The Department of Justice (DOJ) and six broadcast television companies reached settlements last week after the DOJ claimed that the companies shared competitively sensitive information that allowed the parties to alter the way prices were set in the television spot advertising market. Assistant Attorney General Makan Delrahim explained in a speech at the ABA Antitrust Section Fall Forum on November 15 that the government’s investigation was triggered by information produced in the merger investigation of two of the defendants, Sinclair and Tribune, which was abandoned earlier this year. The case has important implications for companies and serves as a cautionary tale related to information sharing.

WHAT HAPPENED:
  • The investigation reportedly began from DOJ’s review of the $3.9 billion proposed acquisition of Tribune by Sinclair earlier this year. The parties abandoned the merger this past summer after the Federal Communications Commission (FCC) referred the matter to an administrative law judge and delayed approval.
  • On November 13, DOJ filed a complaint and competitive impact statement against six television broadcast station companies, each of whom sells spot advertising to advertisers in the US or owns and operates broadcast television stations. With the complaint, DOJ simultaneously filed six proposed settlements with defendants.
  • The complaint alleges that the defendants and other broadcasters reciprocally exchanged revenue pacing information and other forms of competitively sensitive sales information in specific designated marketing areas in real time for each individual competitor. Pacing information shows a station’s remaining advertising inventory and that station’s performance compared to the market.
  • DOJ claimed that the information sharing occurred both directly between parties and through Sales Reps Firms, who represent broadcast stations in negotiations with advertisers or advertisers’ agents over spot advertising. This indirect sharing occurred despite the existence of firewalls to prevent coordination and information sharing between sales teams at the Sales Reps Firms representing competing stations. DOJ claimed that the exchanges occurred with defendants’ knowledge and frequently at defendants’ instruction.

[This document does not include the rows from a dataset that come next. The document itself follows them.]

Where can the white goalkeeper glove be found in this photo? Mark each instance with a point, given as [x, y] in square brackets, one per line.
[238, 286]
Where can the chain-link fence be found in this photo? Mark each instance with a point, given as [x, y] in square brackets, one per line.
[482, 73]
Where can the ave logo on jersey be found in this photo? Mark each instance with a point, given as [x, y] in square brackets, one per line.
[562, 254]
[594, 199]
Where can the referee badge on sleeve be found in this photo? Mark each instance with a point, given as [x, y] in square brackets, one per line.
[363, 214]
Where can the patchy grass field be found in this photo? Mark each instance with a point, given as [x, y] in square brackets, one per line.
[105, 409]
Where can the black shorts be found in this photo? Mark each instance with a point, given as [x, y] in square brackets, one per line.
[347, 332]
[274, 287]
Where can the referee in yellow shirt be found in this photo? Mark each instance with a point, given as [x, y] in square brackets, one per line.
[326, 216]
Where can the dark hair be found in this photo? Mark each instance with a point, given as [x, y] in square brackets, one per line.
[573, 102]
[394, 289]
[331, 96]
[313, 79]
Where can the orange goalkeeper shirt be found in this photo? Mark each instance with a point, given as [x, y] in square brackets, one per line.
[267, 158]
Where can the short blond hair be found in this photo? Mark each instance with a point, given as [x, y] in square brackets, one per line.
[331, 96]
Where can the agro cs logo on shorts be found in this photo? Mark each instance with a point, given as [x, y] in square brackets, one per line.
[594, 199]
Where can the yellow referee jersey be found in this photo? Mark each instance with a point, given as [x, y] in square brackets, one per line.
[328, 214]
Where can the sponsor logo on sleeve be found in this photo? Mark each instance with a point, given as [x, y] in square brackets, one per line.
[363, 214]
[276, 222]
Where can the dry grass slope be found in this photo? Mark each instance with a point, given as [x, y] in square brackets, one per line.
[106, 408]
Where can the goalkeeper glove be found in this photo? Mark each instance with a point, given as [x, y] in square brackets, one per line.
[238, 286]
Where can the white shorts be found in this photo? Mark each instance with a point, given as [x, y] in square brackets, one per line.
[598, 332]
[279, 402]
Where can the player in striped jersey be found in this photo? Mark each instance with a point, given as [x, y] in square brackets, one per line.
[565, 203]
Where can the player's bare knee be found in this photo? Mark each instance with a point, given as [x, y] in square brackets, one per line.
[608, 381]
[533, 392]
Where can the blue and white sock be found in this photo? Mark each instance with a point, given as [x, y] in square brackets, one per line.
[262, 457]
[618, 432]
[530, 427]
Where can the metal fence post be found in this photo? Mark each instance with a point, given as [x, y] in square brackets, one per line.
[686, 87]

  • As a result of the information sharing, DOJ argued that the stations were able to understand the availability of spot advertisement inventory on competitors’ stations in real time. DOJ also argued that the stations used the information to anticipate whether other companies would raise, maintain, or lower prices for spot advertising. The information exchanges therefore “distorted the normal price-setting mechanism in the spot advertising market and harmed the competitive process” and were unreasonable restraints of interstate trade and commerce.
  • The settlements that are proposed by DOJ prohibit defendants from sharing competitively sensitive information directly or indirectly. The settlements require defendants to institute antitrust compliance officers, and compliance and reporting programs, and to fully cooperate in the DOJ’s ongoing investigation. The final judgments are set to expire seven years from the date of entry, but give DOJ the ability to terminate after five years.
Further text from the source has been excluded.